Young boy gets hero’s burial six decades after deadly school protest against Brits

Newsroom

A Greek Cypriot boy who was shot and killed during a protest in 1955 was given a hero’s burial over the weekend, decades following a fight against Britain and an ethnic struggle for union with Greece.

Remains belonging to 7-year-old Demetrakis Demetriades was laid to rest on Saturday in Larnaca, following a memorial service at Saint Lazarus church where Cyprus Presidential Commissioner Photis Photiou called on the younger generations to uphold the ideals of those who sacrificed their lives for the country.

“Sixty-six years after the sacrifice of the little hero of EOKA, but one with the soul of a giant, Demetrakis Demetriades, state, church, and family all honor his memory as we bid farewell in accordance with our religious traditions, sensing at the same time our sacred duty to instill in the younger generations the grand ideals of sacrifice by our fellow compatriots for the freedom of our own country,” Photiou said.

Demetrakis was shot and killed during a protest on 14 March 1956 in Larnaca, a year after EOKA fighters in Cyprus officially started a guerilla war.

According to oral history and witness accounts in the media, a loud voice was heard in Demetrakis’ elementary school on a casual Wednesday, calling pupils to join a protest.

Minutes later the church bells at Saint Lazarus were ringing accompanied with slogans such as “demonstration, demonstration,” “enosis, enosis,” and “Brits out of Cyprus.”

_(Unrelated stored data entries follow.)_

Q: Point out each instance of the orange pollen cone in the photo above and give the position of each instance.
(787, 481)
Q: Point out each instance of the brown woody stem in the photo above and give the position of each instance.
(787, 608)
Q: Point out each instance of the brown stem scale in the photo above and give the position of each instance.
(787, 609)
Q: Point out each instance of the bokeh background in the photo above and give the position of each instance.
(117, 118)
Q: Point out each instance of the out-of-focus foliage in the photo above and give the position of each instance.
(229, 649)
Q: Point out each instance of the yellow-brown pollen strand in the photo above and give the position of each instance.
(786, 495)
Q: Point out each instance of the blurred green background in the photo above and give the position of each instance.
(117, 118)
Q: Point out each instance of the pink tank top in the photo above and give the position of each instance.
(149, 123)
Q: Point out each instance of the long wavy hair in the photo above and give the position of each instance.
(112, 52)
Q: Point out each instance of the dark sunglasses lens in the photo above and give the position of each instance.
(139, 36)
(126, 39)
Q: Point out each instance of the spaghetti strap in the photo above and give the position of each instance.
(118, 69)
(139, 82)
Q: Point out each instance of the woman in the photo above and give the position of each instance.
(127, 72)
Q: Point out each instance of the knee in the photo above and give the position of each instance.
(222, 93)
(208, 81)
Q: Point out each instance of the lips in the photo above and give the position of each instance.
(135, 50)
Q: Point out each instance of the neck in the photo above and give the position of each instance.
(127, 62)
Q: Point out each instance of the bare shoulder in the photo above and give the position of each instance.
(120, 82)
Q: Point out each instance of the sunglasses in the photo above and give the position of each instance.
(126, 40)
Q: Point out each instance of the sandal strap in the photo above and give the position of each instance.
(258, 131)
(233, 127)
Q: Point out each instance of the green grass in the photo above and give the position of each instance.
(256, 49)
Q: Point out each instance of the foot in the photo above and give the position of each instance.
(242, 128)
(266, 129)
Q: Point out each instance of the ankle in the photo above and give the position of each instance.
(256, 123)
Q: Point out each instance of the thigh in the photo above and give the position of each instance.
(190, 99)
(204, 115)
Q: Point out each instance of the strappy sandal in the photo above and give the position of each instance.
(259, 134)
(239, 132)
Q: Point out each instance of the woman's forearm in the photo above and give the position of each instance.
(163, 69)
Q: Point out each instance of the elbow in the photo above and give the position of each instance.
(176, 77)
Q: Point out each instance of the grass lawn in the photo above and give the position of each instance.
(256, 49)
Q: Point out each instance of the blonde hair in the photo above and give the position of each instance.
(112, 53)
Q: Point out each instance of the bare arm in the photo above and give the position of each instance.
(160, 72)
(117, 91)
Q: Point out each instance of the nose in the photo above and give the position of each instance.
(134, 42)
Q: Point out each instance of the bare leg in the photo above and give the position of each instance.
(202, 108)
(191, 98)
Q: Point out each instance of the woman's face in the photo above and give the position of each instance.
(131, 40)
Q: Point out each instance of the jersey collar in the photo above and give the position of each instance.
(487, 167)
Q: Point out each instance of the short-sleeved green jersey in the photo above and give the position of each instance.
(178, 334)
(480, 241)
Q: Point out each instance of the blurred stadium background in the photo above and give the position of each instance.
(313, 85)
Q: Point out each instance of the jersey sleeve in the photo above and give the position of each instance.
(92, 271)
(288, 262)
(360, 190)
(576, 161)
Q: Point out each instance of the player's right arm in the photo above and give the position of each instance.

Demetrakis, known as an errand boy in his local community, was shot in the eye during the afternoon protest, with reports saying British soldiers had made use of tear gas to disperse the crowds but the boy still remained in the area with stones in his hands.

Local media said shots were fired with one striking Demetrakis in the eye, while additional reports at the time suggested the soldier who fired the shot was seen having a mental breakdown on site.

But speaking at the memorial service, Stavroula Laki-Demetriades, a relative of the boy, said “Demetrakis did not have a gun or knife but was holding a few rocks that he would share with classmates,” adding they boys would throw rocks at the British soldiers seen by locals as occupiers.

Laki-Demetriades went on to accuse the soldier of feeling pleased after shooting the boy.

“He was happy because he had killed a man, but he had no idea that he embarrassed his country and army,” she said.

Last year officials heeded the family’s calls and opened the boy’s family gravesite to carry out DNA testing. It was then determined the fallen child was indeed among the buried with officials promising a proper hero’s burial.